Wednesday, November 11, 2009

Perfect Pumpkin Pie - Yes, This Will Be Dessert

This is a variation from my normal pumpkin pie recipe.  This uses sweetened condensed milk instead of evaporated milk.  It should be yummy.  Pumpkin Pie is always my favorite Thanksgiving goody.

1 (15 oz) can pumpkin (about 2 cups)
1 (14 oz) can Sweetened Condensed Milk
2 large eggs
1 tsp ground cinnamon
1/2 tsp ground ginger
1/2 tsp ground nutmeg
1/2 tsp salt
1 (9") unbaked pie crust

Heat oven to 425.  Whisk pumpkin, sweetened condensed milk, eggs, spices and salt in medium bowl until smooth.  Pour into crust.

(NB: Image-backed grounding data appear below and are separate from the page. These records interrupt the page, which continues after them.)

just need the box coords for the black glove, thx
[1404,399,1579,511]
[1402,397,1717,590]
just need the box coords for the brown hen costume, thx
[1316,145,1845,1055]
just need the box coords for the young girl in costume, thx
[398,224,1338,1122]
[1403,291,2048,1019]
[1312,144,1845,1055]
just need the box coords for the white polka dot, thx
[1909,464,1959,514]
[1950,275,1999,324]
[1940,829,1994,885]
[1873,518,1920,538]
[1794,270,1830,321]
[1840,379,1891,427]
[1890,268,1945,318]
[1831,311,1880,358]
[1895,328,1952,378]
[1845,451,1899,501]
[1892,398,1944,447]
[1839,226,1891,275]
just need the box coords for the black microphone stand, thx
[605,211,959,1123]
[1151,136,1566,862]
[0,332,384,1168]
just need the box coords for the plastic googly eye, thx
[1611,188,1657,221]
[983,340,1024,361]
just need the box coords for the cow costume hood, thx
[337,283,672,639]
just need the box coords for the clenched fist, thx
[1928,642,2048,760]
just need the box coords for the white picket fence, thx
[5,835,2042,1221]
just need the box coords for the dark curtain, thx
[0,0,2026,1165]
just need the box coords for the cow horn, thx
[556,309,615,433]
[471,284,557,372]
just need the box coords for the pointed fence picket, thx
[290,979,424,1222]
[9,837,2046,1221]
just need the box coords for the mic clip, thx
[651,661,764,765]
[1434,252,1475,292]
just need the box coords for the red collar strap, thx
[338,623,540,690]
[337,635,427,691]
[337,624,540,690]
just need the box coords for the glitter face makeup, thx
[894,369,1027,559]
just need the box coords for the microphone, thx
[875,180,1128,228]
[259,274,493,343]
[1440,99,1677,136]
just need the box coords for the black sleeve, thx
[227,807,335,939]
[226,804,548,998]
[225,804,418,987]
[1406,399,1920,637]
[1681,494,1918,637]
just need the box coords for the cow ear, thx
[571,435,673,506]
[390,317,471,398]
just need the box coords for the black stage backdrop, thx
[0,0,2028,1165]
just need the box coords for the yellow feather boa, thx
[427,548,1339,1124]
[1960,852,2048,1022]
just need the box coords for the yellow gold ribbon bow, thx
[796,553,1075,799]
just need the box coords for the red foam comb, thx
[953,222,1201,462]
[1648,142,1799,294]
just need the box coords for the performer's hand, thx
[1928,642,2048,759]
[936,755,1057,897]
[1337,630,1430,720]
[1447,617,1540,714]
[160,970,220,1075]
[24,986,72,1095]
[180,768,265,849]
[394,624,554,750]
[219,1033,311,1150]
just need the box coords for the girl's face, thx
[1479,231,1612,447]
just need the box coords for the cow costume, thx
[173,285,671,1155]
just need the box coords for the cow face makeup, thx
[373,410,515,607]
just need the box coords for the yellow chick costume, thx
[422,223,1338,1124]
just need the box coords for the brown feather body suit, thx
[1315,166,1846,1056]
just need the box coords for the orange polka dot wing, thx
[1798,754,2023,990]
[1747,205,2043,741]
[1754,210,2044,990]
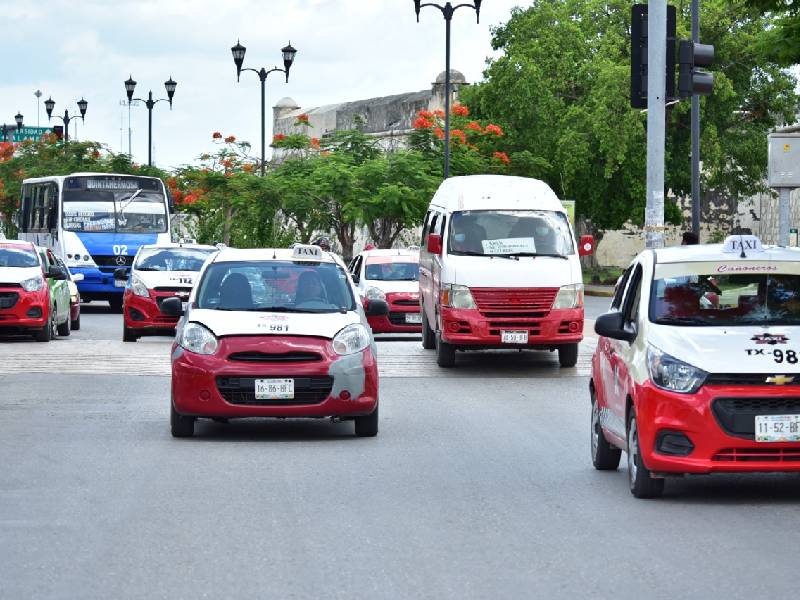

Bake 15 minutes.  Reduce oven temp to 350; bake an additional 35 - 40 minutes or until knife inserted 1" from crust comes out clean.  Cool.

Optional Streusel Topping
Combine 1/2 cup packed brown sugar and 1/2 cup flour in medium bowl.  Cut in 1/4 cup cold butter until mixture resembles coarse crumbs.  After pie has baked for 30 minutes at 350, sprinkle evenly over top.  Bake an additional 10 minutes.